L’industrie manufacturière japonaise subit un repli cyclique
encore aggravé par les tensions commerciales régionales.

Même si l’effet négatif sur la consommation est atténué par de nombreuses dépenses publiques, le moment de cette hausse est mal choisi: l’industrie manufacturière japonaise subit un repli cyclique encore aggravé par les tensions commerciales régionales, la dernière en date concernant la restriction des exportations de produits chimiques japonais essentiels à la technologie sud-coréenne. Nous attendons une croissance inférieure à son potentiel en 2019 (0,7%) comme en 2020 (0,4%).

L’économie est vouée à ralentir en Chine

L’économie du deuxième trimestre a enregistré sa plus faible croissance en 27 ans, à 6,2% en glissement annuel (6,4% au premier trimestre). Ce ralentissement reflète l’atonie des exportations, due avant tout au conflit commercial avec les Etats-Unis, et la faible demande des grands partenaires commerciaux de la Chine. L’altération du sentiment économique a aussi freiné les investissements, surtout industriels. 

Les ventes de détail chinoises ont profité des colossales remises
des concessionnaires automobiles avant l’adoption d’une nouvelle loi.

Les statistiques économiques de juin ont pourtant dépassé les attentes en révélant une amélioration de la production industrielle, de la FBCF et des ventes de détail.
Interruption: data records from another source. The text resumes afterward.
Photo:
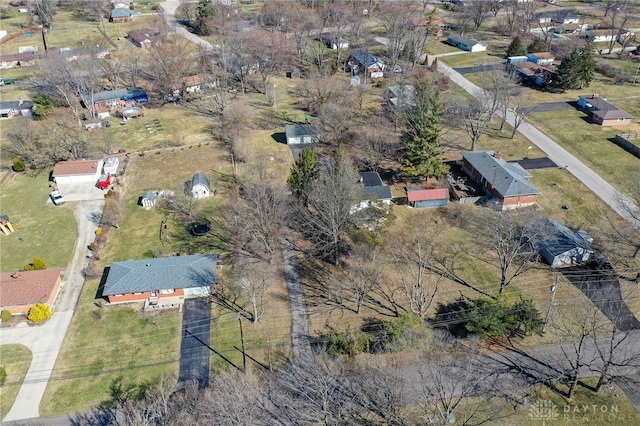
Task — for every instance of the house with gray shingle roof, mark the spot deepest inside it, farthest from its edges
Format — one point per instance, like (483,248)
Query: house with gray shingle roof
(199,187)
(161,282)
(373,191)
(506,182)
(560,246)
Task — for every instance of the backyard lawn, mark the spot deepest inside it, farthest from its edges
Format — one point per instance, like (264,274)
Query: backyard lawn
(16,359)
(41,229)
(106,344)
(590,143)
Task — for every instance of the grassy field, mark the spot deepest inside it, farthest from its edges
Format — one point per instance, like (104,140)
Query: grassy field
(16,359)
(104,344)
(42,229)
(590,143)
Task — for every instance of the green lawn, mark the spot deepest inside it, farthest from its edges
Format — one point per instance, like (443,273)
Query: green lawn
(41,229)
(16,359)
(589,142)
(104,344)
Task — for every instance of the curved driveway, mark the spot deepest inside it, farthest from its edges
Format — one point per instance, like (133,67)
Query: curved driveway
(611,196)
(45,340)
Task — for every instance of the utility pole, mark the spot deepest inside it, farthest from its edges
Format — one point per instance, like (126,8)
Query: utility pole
(244,356)
(553,296)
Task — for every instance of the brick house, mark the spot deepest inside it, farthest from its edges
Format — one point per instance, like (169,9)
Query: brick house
(505,182)
(19,291)
(161,282)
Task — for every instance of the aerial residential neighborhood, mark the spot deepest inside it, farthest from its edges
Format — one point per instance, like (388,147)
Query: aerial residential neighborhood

Nous jugeons cette reprise provisoire car elle procède d’éléments exceptionnels: les ventes de détail ont ainsi profité des colossales remises accordées par les concessionnaires automobiles avant l’adoption d’une nouvelle norme d’émission au 1er juillet. Malgré la trêve commerciale avec les Etats-Unis conclue lors du G20 fin juin, certaines positions toujours opposées sur des sujets majeurs rendront les négociations futures ardues. Une grande incertitude pèse ainsi sur le retour des menaces douanières.